Smart Homes of the Future
The technology of the future could potentially sense your feelings and preferences if it’s linked with biometric data. From toilets that can pick up on our health through analysing waste to a system that knows when you’re returning home, smart tech will become much more advanced just 50 years into the future. Tom Cheesewright, Applied Futurist, believes it’s not a massive leap to get there.
Most appliances already have an internet chip that may not have been activated, so adding the connection would cost about 50p on top of the materials. Powering these technologies needs to look vastly different to today, as a mains connection or battery power is what’s currently needed. To get around constant battery replacement or the integration of wires, Cheesewright believes smaller, high capacity batteries will be available that self-charge on ambient radio waves. Going even further down the tech line, almost everything will be smart in 50 years’ time.

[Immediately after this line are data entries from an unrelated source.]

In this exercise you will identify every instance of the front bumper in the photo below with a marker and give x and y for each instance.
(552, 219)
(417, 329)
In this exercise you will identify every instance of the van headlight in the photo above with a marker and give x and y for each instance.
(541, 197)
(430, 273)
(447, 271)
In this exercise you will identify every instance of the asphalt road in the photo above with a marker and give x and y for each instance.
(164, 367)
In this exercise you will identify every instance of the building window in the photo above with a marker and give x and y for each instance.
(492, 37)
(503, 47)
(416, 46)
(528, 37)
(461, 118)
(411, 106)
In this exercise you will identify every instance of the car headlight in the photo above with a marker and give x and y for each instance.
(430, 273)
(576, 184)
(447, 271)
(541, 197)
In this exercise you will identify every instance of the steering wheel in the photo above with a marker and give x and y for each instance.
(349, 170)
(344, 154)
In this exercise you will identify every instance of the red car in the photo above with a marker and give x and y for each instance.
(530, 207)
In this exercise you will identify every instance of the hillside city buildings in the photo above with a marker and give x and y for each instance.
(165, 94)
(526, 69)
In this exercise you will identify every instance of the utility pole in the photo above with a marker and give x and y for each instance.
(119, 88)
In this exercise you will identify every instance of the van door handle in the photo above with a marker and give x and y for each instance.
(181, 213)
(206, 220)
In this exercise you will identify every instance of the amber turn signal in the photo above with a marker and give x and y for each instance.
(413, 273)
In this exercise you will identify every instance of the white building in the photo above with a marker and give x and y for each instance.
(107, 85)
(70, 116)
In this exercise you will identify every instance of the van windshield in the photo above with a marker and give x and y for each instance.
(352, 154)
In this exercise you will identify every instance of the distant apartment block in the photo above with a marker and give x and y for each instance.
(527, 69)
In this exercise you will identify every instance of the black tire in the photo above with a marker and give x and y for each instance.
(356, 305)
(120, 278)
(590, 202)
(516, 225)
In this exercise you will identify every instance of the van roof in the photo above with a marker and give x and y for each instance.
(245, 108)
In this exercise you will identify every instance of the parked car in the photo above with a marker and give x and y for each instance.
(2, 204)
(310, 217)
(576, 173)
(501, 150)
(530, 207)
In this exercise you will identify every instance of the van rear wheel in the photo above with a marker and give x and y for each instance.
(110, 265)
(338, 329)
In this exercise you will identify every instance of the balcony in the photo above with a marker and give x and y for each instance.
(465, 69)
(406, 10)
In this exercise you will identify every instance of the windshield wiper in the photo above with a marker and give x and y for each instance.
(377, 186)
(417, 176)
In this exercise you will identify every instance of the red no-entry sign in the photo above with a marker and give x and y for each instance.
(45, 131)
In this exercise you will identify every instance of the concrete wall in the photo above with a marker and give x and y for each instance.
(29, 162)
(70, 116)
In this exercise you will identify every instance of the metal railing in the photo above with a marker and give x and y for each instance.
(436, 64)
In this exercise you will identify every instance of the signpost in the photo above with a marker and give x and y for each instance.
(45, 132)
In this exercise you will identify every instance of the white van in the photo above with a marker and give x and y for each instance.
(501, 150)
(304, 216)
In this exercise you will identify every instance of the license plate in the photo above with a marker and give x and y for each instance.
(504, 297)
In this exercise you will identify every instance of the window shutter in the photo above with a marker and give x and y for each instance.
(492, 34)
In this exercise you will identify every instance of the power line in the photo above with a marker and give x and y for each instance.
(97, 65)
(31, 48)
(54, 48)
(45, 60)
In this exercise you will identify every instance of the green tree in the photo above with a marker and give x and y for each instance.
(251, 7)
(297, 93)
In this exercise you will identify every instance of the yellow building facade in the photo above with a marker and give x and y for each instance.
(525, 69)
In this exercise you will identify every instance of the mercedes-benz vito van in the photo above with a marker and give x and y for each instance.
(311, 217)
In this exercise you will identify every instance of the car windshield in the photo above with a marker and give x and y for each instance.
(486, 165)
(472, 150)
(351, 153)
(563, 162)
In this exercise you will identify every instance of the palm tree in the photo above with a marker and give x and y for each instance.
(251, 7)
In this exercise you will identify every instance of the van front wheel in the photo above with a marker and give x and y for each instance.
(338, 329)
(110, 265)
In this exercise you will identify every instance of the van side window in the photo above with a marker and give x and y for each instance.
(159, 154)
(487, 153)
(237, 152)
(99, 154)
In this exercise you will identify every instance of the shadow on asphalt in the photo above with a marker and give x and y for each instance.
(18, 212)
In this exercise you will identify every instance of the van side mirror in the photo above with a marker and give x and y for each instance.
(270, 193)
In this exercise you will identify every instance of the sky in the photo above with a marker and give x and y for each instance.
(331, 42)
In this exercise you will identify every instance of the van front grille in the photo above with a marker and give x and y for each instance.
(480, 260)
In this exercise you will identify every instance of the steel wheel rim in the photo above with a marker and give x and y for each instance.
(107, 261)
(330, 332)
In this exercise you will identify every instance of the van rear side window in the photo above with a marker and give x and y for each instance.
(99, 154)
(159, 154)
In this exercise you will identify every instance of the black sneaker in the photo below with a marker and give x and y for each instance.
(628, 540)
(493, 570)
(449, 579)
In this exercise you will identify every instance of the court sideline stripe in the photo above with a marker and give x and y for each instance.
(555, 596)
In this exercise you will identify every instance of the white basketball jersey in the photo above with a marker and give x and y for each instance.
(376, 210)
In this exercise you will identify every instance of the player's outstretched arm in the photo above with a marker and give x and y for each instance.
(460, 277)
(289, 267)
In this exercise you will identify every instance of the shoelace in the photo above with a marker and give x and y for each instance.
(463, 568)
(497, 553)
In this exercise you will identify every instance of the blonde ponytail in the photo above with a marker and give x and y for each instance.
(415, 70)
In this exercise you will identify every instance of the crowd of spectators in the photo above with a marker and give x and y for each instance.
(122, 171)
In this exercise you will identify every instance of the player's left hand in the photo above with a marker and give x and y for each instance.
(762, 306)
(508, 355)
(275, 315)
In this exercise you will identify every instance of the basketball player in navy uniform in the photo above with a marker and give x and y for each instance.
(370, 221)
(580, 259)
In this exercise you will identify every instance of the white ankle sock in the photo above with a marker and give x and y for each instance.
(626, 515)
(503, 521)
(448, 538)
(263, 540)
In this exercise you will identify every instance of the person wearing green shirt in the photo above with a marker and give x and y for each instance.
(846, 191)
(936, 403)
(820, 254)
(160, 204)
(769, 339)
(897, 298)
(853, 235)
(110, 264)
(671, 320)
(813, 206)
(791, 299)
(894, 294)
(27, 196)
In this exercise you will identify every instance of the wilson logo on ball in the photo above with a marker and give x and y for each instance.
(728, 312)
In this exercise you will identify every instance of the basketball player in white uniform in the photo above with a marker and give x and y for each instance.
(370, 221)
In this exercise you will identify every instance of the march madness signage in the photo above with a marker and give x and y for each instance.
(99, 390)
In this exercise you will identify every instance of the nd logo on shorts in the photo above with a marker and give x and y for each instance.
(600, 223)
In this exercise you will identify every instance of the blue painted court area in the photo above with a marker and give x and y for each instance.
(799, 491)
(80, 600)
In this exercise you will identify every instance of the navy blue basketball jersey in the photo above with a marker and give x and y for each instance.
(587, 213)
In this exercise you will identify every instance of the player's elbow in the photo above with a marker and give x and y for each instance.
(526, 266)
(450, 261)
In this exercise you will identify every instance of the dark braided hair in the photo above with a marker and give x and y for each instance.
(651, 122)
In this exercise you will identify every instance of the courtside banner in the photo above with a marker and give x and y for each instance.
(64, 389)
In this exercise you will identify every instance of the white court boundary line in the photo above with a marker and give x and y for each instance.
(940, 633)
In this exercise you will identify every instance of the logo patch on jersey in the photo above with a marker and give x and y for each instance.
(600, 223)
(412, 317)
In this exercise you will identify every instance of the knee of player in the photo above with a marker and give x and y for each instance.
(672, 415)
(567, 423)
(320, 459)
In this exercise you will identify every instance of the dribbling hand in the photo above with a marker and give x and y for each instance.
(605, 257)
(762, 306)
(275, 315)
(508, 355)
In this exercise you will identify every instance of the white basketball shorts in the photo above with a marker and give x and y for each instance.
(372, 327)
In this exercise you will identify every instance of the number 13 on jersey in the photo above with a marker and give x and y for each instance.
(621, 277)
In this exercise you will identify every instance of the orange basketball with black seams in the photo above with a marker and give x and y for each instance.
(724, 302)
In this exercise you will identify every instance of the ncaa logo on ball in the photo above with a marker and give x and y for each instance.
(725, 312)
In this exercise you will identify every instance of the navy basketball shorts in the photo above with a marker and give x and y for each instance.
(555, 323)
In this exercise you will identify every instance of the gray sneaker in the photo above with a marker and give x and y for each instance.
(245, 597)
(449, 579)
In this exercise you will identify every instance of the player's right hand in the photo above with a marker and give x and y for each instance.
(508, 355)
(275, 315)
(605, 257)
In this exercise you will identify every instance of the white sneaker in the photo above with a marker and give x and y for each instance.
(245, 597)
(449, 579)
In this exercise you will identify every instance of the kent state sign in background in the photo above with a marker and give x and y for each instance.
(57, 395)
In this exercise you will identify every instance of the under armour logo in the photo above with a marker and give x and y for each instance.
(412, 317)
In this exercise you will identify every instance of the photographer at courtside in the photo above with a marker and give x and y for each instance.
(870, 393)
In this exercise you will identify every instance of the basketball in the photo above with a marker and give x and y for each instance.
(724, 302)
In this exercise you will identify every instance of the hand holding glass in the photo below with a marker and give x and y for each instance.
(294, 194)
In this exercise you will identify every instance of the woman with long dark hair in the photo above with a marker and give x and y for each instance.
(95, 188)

A survey of 2,000 people saw 43% of UK homeowners already having smart technology in their home in some form. 63% of which wanted to expand on what they had over the next year. One of the biggest concerns with whole house integration of smart technology was security.
Personal AI will become a common thing, especially in home integration. Personal assistants will be tailored to you, knowing your habits, seeing your health data and knowing your movements. The idea will be to know when you’re home, to turn lights and systems on and ensure your home runs as smoothly as possible, rather than keep tabs on you.
Augmented or mixed reality might become the next step after this, where people would spend upwards of 8 hours a day. Cheesewright believes this will start to happen automatically as biometric data and device connectivity becomes more readily available. When you get home, your system will know when you last ate, what you plan to do for the evening, if any of your favourite shows are on, as well as how emotional you’re feeling.
Not only this, but the stock levels of your fridge can be seen, which can give you suggestions for different recipes and your home could prewarm the oven for you as you’re heading home. Perhaps the most useful aspect of a fully smart home would be the inclusion of a smart toilet. A lot of ways in which your health can be measured can come from your waste, so a smart toilet could potentially save your life.
According to data from the same study, 65% of homeowners find new technology overwhelming, so an entirely AI-driven smart home could be a little too much for most people. Although the changes will happen gradually over the next few decades, it might be a while before we see truly smart homes on the market. In the meantime, you can settle for integrated smart security systems that are compatible with smart speakers. At the moment, motion detectors can turn on lights and start video cameras recording, but one day your AI assistant could do all this work for you.